The Good HecklerWhen most of us think of hecklers, we think of bad audience members: people questioning us in a condescending way, people talking over us, people trying to discredit us and people trying to show off. However, sometimes there is such a thing as a good heckler — someone who is enjoying your talk and is so engrossed in it that they feel like they are part of it.

So instead of the person shooting down what you’re saying, they’re reinforcing it — it’s just that they’re reinforcing it every couple minutes by repeating what you’re saying, adding their own two cents or simply completing you. Normally, this wouldn’t sound like a problem but it can be a point of frustration for the rest of the audience. Remember, they’re there to hear your material, not a constant endorsement of you as a speaker.

Yes, it really does happen and it can be a bit of a challenge to deal with. Since this person is a fan and someone who will walk away from your speech singing your praises, you want to handle him or her delicately. With a bad heckler, their feelings don’t matter as much as they’re going to bad mouth you anyway (after all that’s what they’re doing during your talk). But with good hecklers, they have good intentions and are really paying you an honest complement.

So how do you handle them? The first thing to do is to acknowledge them and thank them for their kindness. If you’re holding off questions until the end, then address the entire audience with a gentle reminder that you have a lot of material to cover and that you’re holding all questions and comments until the Q&A portion. If you’re taking questions as you go, then simply address the entire audience and ask if anyone else has a question.

The person may interrupt you again, so just issue a gentle reminder about the question and answer portion. Then toss in a comment like “I really like Tom’s enthusiasm about this topic. It’s not every day that I’m blessed with an audience member that cares so much about this topic that they’re ready to jump up here and give the talk with me.” And then ask the audience to give the person a round of applause for their excitement. Just make sure that you’re sincere with your praise, otherwise you’ll lose the heckler and the audience if you come across as sarcastic.
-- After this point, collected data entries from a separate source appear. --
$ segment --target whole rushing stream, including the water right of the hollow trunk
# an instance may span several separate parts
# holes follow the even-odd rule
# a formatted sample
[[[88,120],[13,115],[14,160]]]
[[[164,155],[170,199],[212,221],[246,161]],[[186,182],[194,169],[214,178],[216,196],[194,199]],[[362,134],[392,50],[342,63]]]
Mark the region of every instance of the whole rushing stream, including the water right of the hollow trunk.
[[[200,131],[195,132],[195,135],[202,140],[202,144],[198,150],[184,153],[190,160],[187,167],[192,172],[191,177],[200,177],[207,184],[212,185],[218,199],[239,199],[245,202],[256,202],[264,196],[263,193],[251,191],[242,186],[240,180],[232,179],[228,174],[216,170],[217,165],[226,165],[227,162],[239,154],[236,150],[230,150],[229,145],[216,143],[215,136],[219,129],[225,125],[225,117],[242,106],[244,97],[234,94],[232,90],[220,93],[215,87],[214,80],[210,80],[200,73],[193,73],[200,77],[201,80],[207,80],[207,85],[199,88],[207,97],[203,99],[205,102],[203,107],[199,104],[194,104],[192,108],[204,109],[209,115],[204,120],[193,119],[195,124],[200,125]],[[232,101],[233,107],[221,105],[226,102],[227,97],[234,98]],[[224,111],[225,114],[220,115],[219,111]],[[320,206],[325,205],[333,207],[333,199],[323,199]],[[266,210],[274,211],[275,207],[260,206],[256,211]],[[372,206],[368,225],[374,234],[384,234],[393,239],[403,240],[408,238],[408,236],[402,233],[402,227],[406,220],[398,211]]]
This strategy serves two purposes. It gives the person attention. If that’s what they’re seeking, they’ve got it and hopefully have quenched their thirst. If they don’t like attention, then it’s negative reinforcement for their behavior. But it also acknowledges the situation and puts a positive spin on it.

Of course, if they don’t get the message you need to address it head on. If you’re doing a training session that has breaks, then you can privately pull the person aside during a break and explain that you appreciate their excitement, but it’s become a distraction for the rest of the audience. Tell the person that they’re not doing anything wrong, but you just want to be fair to everyone else in the audience.

If you don’t have a break within your talk, then you’ll need to address it on stage. Again, you want to be delicate and say something like “that’s a great point and you’ve been a great contributor to this discussion, but would it be okay to give some other folks a chance to chime in?” In some cases, you may need to wave the person off as they’re about to interrupt you or talk over them, but that’s typically your last resort. Remember, you don’t want to turn the person into a hostile heckler. Of course, one way to deal with this up front is to provide all audience members with my “Guide to Being a Good Audience Member” or work these points into your speech introduction.